How to use robots.txt properly?
QThere is no access to the platform root directory in all built-in platforms, so how can I manage robots.txt per site in the multisite setup used in Aegir?
AThe standard robots.txt file can’t be used effectively in the multisite environment, because it would be shared between all sites on the same platform. BOA system will delete this file if it exists and enable the built-in RobotsTxt module instead.

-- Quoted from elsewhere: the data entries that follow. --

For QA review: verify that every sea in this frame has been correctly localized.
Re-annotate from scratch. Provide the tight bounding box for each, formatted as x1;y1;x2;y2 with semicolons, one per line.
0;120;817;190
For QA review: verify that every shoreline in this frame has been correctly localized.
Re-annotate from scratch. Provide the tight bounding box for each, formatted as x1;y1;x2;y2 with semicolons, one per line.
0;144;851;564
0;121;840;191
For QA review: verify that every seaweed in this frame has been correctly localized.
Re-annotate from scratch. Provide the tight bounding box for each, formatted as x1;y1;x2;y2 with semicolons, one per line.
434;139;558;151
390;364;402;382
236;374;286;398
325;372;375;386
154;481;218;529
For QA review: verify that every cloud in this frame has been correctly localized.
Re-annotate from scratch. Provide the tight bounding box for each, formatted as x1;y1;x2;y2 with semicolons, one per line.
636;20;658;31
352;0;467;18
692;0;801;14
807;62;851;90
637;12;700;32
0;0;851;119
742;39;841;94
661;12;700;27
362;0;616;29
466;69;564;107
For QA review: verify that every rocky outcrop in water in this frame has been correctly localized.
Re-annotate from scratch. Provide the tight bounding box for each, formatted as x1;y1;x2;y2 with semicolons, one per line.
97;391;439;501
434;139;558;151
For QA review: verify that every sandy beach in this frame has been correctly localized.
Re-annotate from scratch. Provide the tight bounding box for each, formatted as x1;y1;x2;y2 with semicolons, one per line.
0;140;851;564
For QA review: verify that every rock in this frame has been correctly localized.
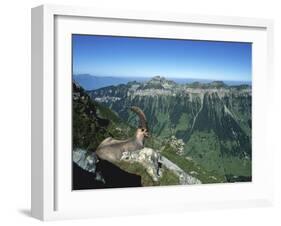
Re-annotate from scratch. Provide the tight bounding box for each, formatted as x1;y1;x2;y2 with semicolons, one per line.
161;156;202;184
121;148;161;181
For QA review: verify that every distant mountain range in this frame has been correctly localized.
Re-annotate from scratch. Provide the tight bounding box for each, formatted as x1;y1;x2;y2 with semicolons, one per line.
87;76;252;181
73;74;251;90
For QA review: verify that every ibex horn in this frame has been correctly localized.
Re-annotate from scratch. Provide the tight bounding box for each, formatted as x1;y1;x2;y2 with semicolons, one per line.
131;106;148;130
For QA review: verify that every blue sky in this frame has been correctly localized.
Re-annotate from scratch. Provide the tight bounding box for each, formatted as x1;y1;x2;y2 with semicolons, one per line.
72;35;252;81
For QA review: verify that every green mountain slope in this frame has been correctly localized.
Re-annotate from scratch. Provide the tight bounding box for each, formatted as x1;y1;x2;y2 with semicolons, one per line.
88;77;252;181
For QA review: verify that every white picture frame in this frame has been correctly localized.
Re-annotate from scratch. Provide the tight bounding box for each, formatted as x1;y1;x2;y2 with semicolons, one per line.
31;5;273;220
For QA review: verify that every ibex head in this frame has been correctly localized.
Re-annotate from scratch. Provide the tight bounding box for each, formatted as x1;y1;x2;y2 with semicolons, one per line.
131;106;149;140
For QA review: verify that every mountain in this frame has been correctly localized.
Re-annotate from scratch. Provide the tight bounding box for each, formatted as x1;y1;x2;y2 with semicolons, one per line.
72;81;206;190
88;76;252;181
73;74;145;90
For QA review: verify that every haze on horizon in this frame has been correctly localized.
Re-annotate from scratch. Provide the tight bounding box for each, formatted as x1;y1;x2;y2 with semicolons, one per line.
72;34;252;81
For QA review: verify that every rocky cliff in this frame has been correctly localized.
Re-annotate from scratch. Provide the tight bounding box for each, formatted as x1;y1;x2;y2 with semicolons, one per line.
88;76;252;181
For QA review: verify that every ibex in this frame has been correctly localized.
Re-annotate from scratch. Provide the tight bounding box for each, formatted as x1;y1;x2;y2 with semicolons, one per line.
96;106;148;162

!Note that BOA system not only enables the RobotsTxt module automatically every morning (server time zone). It also creates the static file /sites /foo.com /files /robots.txt
for every site hosted, and since any further modifications in the module configuration will not update the static file directly, you should delete it to make the new settings active, and BOA system will then create it again, next morning, using updated module configuration. Furthermore, BOA will delete this file and re-create if it’s older than 7 days, so you always need to update it via module and never directly, or your changes will be overwritten when the file is regenerated via module.
»You can even use separate, extra (never maintained via RobotsTxt and never deleted nor regenerated, though) robots.txt files per every site alias, which may be useful for sites using Domain Access to manage virtual sub-sites. BOA system will automatically map /robots.txt
requests to /sites /foo.com /files /foo.com.robots.txt
if exists, and fallback to default file it generates for you in /sites /foo.com /files /robots.txt
otherwise.